Aliás, temos uma situação semelhante no direito português que é a inatendibilidade, por força
da lei, de factos jurídicos verificados em relação ao estado civil de uma pessoa quase como se
os factos ou relações não existissem enquanto não forem registados, tendo deste modo
efeitos meramente latentes: Por exemplo, o artigo 2.º do Código do Registo Civil e o artigo
1669.º do Código Civil determinam que um casamento não registado não é juridicamente
atendível. Também encontramos uma ficção no artigo 2029.º, n.º 1, que diz que a partilha em
vida, onde há um acordo entre todos os intervenientes, não é havida por contrato sucessório.

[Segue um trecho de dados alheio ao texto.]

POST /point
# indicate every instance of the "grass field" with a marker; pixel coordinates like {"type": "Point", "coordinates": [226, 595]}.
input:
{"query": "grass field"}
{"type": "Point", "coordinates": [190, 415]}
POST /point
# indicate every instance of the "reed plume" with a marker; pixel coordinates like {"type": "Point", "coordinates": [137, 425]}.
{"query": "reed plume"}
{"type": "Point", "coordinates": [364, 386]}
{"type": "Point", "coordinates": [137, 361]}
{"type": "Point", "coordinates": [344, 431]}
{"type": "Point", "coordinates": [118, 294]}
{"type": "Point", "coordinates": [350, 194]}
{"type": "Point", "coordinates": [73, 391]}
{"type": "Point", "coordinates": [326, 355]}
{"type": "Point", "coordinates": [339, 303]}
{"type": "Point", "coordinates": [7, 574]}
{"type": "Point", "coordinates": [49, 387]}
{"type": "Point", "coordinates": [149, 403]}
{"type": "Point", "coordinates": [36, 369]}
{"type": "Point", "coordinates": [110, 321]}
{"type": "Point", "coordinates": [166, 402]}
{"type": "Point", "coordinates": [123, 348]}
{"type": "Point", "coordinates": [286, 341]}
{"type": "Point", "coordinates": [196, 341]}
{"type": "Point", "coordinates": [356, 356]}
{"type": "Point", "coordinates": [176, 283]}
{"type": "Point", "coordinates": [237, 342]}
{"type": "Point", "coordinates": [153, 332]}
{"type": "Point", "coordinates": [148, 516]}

c) A lei também pode, a favor de determinadas pessoas, ignorar certos factos ocorridos que se
verificaram indubitavelmente como sucede como resultado da conjugação dos artigos 7.º e
4.º, n.º 1, do Código do Registo Predial que fingem, mas tão-só a favor de um terceiro
adquirente de boa-fé!, a continuação de uma situação jurídica que, na realidade, já deixou de
existir, como sucede no caso de um registo de um bem patrimonial em que a inscrição de um
direito a favor de um titular está desconforme com a realidade uma vez que o direito inscrito
já foi transmitido e deixou de pertencer ao titular inscrito.

Através da consagração de ficções legais, o legislador, implicitamente, leva-nos a aplicar um


determinado regime jurídico previsto para algo que não ocorreu na realidade, ou para que se
siga o regime jurídico como se algo que ocorreu não tivesse ocorrido, ou seja, o legislador
ficciona uma realidade para se lhe aplicar o regime jurídico dessa realidade fingida como se
fosse a real. Diz-se que as ficções legais são normas não autónomas porque não regulam a
realidade sobre que versam diretamente, antes remetendo para as normas que a regulam. A
finalidade das ficções é, portanto, aplicar ao facto fingido o regime jurídico do facto real.